How strongly can this brief news article from ITExaminer.com, entitled "Apple to allow Verizon connections," assert things? Let's take a look, with added boldface!
Apple is certain to allow Verizon to join its elite band of Iphone providers, bringing to an end the exclusive and somewhat stupid exclusivity deal in its biggest market. Deep throats in Apple claim that Iphones for Verizon Wireless will be announced soon.
They sound ... pretty sure, don't they? The only source that the article provides is to a post on the 9to5Mac blog, but that talk of deep throats implies that perhaps ITExaminer.com has its own sources.
Now, it turns out that CNet blogger Matt Hickey also picked up the 9to5mac story.
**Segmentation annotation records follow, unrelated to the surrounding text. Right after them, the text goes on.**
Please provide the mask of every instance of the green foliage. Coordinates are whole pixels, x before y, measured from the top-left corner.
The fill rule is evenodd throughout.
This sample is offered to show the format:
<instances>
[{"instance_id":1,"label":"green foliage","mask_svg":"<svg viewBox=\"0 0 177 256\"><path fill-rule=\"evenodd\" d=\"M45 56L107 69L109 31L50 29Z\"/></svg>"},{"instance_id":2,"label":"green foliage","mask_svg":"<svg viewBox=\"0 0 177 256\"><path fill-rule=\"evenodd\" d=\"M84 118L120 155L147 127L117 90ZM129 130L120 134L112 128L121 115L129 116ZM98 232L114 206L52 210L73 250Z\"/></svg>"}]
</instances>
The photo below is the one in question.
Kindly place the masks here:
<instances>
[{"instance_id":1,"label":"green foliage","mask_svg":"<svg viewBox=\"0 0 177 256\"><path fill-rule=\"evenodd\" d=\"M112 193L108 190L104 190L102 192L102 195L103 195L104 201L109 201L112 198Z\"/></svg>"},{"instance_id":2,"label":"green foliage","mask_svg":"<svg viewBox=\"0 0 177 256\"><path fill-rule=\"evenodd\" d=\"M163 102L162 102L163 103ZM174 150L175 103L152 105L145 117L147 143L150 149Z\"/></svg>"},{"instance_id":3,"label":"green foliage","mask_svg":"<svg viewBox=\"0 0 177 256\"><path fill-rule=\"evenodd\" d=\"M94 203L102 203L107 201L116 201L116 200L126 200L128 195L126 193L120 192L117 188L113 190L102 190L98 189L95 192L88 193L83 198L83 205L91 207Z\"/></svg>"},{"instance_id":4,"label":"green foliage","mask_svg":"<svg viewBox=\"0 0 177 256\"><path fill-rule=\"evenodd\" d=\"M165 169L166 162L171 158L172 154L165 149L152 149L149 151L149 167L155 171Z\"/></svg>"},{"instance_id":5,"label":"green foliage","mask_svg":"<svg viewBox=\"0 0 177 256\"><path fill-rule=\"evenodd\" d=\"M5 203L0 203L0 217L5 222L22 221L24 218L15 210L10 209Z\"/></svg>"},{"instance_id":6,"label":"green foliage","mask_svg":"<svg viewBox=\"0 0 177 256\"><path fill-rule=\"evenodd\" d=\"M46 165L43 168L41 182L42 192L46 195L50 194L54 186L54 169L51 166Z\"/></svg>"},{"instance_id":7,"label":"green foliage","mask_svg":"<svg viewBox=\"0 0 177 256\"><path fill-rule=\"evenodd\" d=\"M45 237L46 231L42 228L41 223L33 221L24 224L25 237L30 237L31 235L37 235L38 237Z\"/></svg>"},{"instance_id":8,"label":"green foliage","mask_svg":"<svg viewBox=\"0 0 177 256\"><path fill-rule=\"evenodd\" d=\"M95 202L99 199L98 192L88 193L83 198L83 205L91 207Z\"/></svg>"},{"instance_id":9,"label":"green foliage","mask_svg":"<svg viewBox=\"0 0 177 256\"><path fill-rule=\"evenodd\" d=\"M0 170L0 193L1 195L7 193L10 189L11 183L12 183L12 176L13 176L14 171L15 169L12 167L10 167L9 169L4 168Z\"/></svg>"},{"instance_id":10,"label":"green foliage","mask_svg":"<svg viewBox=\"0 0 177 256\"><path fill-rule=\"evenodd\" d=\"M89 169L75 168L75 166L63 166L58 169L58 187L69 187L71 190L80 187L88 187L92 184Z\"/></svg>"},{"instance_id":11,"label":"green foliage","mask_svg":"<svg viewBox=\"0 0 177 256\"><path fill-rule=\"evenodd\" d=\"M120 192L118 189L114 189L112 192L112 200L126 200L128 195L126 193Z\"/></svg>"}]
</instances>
But if you go to Hickey's blog post, you find the following at the top of the page:
Correction 11:56 a.m. PST: We messed up. The 9 to 5 Mac blog we cited below is in fact from September 2008, so it turns out this is an old rumor. Because it showed up in our RSS feed Saturday, we, like a number of other publications, took it as a recent post and went from there. Apologies for the confusion.
Yes, all this hue and cry over a rumor that emerged more than four months ago! And therein lies a cautionary tale, about which Hickey's correction is particularly revealing. How many tech journalists and bloggers (the line between which grows more blurry with time) simply have stacks of feeds in their RSS readers, and will jump at anything that looks interesting that pops up therein, especially if it dovetails with their pre-existing notions? How much of tech reporting is just one little new nugget fit into an existing narrative? In that kind of environment, a little tech glitch like this can put a lot of egg on your face.